Tomb And More cl-vote

Thu Aug 27, 2020

So apparently, there's no bcrypt implementation for Common Lisp. There's an ffi wrapper which isn't in quicklisp, but that's all I could find. Which is mildly annoying, because as mentioned last time, I need to store tokens basically the same way I would store passwords. There doesn't seem to be anything similar at a cursory glance, although it's always possible I missed something.

Oh well.

According to the Wikipedia article pseudocode, it looks like the essence of the algorithm is

use the password as a key
to encrypt the plaintext "OrpheanBeholderScryDoubt" using blowfish in ECB mode
repeatedly some number of times (determined by the cost argument)

And the end result is a sufficiently one-way function that lets you store some string to compare with input later without actually keeping that string on file.

So.

`tomb`

I preface this by saying that I am not a crypto nerd. Probably don't use this in production anywhere, and definitely don't use it anywhere security is an actual concern. I'm not aware of a way to back out the initial plaintext, but you should take Schneier's advice about what to think of that.

That being said, I've got this toy project with a bcrypt-shaped hole in its :depends-on list, and I may as well try something.

;;;; src/tomb.lisp
(in-package #:tomb)

(defparameter *gen* (session-token:make-generator :token-length 16))

(defun entomb (string &key (salt (funcall *gen*)) (cost 10) (cipher-name :blowfish))
  (let* ((arr (ironclad:ascii-string-to-byte-array (concatenate 'string string salt)))
	 (initial-hash (hash-for-tomb arr cipher-name))
	 (cipher (ironclad:make-cipher cipher-name :key initial-hash  :mode :ecb))
	 (output (make-sequence '(SIMPLE-ARRAY (UNSIGNED-BYTE 8) (*)) (length initial-hash))))
    (ironclad:encrypt cipher initial-hash output)
    (loop repeat (expt 2 cost)
       do (ironclad:encrypt-in-place
	   (ironclad:make-cipher cipher-name :key output :mode :ecb)
	   output))
    (format nil "$0w$~a$~a$~a$~a"
	    cipher-name
	    cost
	    salt
	    (ironclad:byte-array-to-hex-string output))))

(defun hash-for-tomb (arr cipher-name)
  (ironclad:digest-sequence
   (case cipher-name
     (:threefish512 :sha512)
     (:threefish1024 :skein1024)
     (t :sha256))
   arr))

(defun tomb-matches? (string hashed)
  (destructuring-bind (name cipher-name cost salt hash) (split-sequence:split-sequence #\$ hashed :remove-empty-subseqs t)
    (declare (ignore hash))
    (assert (string= name "0w"))
    (let ((cost (parse-integer cost))
	  (cipher-name (intern cipher-name :keyword)))
      (string= (entomb string :salt salt :cost cost :cipher-name cipher-name) hashed))))

Principles first.

Sane defaults - We don't want to make the user¹ do any more work than they have to.
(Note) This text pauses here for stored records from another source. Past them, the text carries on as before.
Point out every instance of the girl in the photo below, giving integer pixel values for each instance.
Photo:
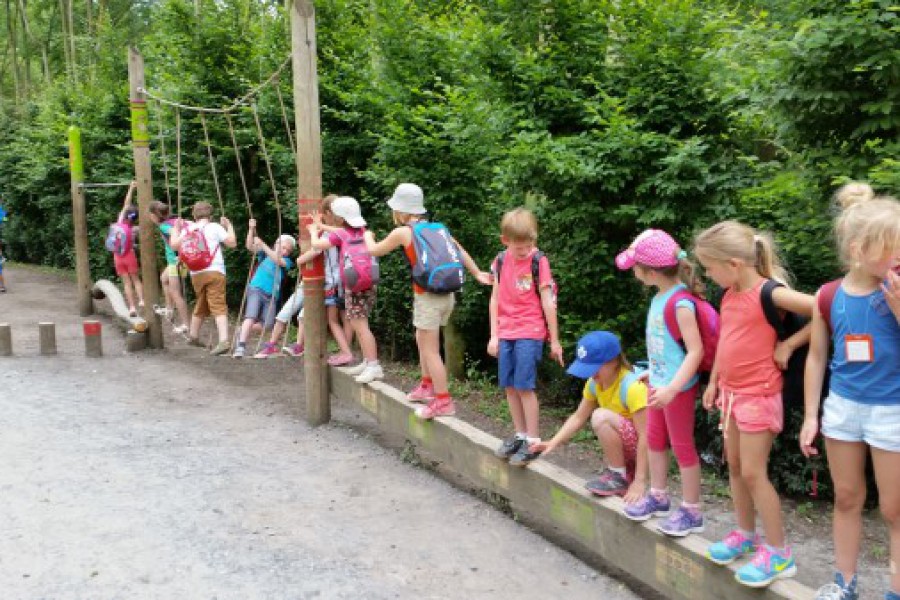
(359, 304)
(747, 378)
(126, 264)
(430, 311)
(659, 262)
(860, 316)
(170, 278)
(615, 402)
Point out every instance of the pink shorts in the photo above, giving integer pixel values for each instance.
(126, 264)
(752, 414)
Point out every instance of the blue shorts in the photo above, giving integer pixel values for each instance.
(878, 425)
(517, 362)
(259, 307)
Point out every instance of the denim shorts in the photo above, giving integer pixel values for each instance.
(878, 425)
(517, 362)
(259, 307)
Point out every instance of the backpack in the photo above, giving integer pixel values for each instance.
(792, 392)
(438, 265)
(194, 251)
(707, 323)
(628, 380)
(358, 268)
(118, 239)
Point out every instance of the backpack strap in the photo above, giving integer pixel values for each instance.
(769, 308)
(825, 298)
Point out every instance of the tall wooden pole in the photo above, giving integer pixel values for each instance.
(309, 197)
(140, 143)
(79, 220)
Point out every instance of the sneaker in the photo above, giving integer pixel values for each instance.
(221, 348)
(268, 350)
(735, 545)
(370, 374)
(523, 456)
(767, 566)
(646, 507)
(294, 349)
(609, 483)
(339, 360)
(682, 522)
(439, 407)
(356, 369)
(509, 446)
(421, 393)
(839, 590)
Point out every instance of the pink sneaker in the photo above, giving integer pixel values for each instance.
(267, 351)
(443, 407)
(421, 393)
(339, 360)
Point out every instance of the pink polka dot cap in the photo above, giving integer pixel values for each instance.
(653, 248)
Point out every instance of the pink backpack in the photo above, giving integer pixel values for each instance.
(194, 251)
(359, 269)
(707, 323)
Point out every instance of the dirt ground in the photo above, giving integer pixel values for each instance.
(178, 475)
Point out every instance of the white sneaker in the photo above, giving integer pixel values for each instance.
(370, 374)
(356, 369)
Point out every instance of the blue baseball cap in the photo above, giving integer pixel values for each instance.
(594, 350)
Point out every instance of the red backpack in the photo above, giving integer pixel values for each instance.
(707, 323)
(194, 251)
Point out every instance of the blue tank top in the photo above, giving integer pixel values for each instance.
(876, 382)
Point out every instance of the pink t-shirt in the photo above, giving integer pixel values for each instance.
(520, 315)
(745, 356)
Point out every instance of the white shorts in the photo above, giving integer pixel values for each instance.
(878, 425)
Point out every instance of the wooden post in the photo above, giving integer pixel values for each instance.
(140, 143)
(79, 220)
(309, 196)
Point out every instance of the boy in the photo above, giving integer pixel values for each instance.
(522, 316)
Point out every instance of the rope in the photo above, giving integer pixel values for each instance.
(212, 163)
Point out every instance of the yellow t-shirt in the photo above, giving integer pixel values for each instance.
(611, 398)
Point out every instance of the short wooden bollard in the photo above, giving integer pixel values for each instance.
(5, 339)
(47, 333)
(93, 341)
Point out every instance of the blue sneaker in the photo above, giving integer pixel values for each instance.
(682, 522)
(767, 566)
(735, 545)
(839, 590)
(646, 507)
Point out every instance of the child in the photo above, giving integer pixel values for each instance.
(747, 378)
(617, 416)
(170, 278)
(359, 304)
(265, 286)
(430, 311)
(659, 262)
(126, 264)
(522, 312)
(208, 282)
(860, 317)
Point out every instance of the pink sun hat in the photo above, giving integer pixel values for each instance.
(653, 248)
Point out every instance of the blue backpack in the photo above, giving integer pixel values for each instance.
(438, 266)
(628, 380)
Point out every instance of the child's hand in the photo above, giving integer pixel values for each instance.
(556, 353)
(782, 355)
(808, 436)
(660, 397)
(709, 397)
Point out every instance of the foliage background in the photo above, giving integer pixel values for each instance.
(604, 117)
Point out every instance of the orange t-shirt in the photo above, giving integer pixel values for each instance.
(746, 352)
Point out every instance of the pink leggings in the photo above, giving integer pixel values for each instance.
(674, 423)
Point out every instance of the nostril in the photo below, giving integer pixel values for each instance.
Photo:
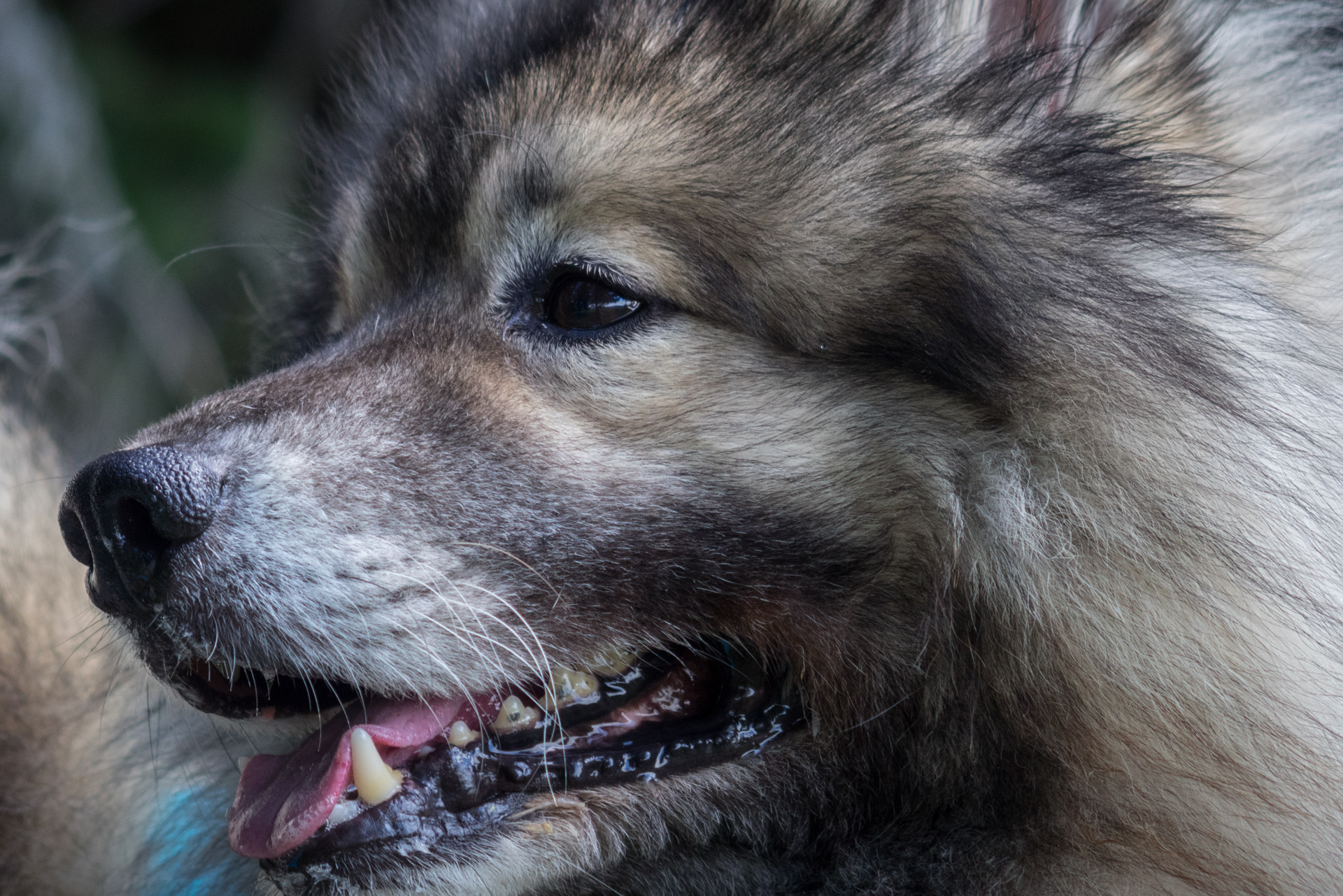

Which means that the minimal call to the top level interface should be something that goes String -> String rather than needing the user to generate their own salt, specify a cipher or do any type conversions.
Flexible implementation - We shouldn't assume a particular salting strategy, input size, or cipher. We need to limit ourselves to ECB mode, because changing that is deep magic that I'm not getting anywhere near without a deeper understanding.
Use Crypto Primitives - Speaking of deep magic, we're not writing anything ourselves from the bytes up. ironclad is a thing, and it works well if sometimes counter-intuitively, and I fully intend to take advantage.

With that out of the way, here's tomb, which is sort of like crypt.

...
(defun entomb (string &key (salt (funcall *gen*)) (cost 10) (cipher-name :blowfish))
  (let* ((arr (ironclad:ascii-string-to-byte-array (concatenate 'string string salt)))
	 (initial-hash (hash-for-tomb arr cipher-name))
	 (cipher (ironclad:make-cipher cipher-name :key initial-hash  :mode :ecb))
	 (output (make-sequence '(SIMPLE-ARRAY (UNSIGNED-BYTE 8) (*)) (length initial-hash))))
    (ironclad:encrypt cipher initial-hash output)
    (loop repeat (expt 2 cost)
       do (ironclad:encrypt-in-place
	   (ironclad:make-cipher cipher-name :key output :mode :ecb)
	   output))
    (format nil "$0w$~a$~a$~a$~a"
	    cipher-name
	    cost
	    salt
	    (ironclad:byte-array-to-hex-string output))))
...

The core function is entomb. It takes a string (your password/passphrase), and optionally also salt, cost and cipher-name. If you don't pass in any of those, it chooses sane defaults, including using session-token/cl-isaac to generate a secure random salt value.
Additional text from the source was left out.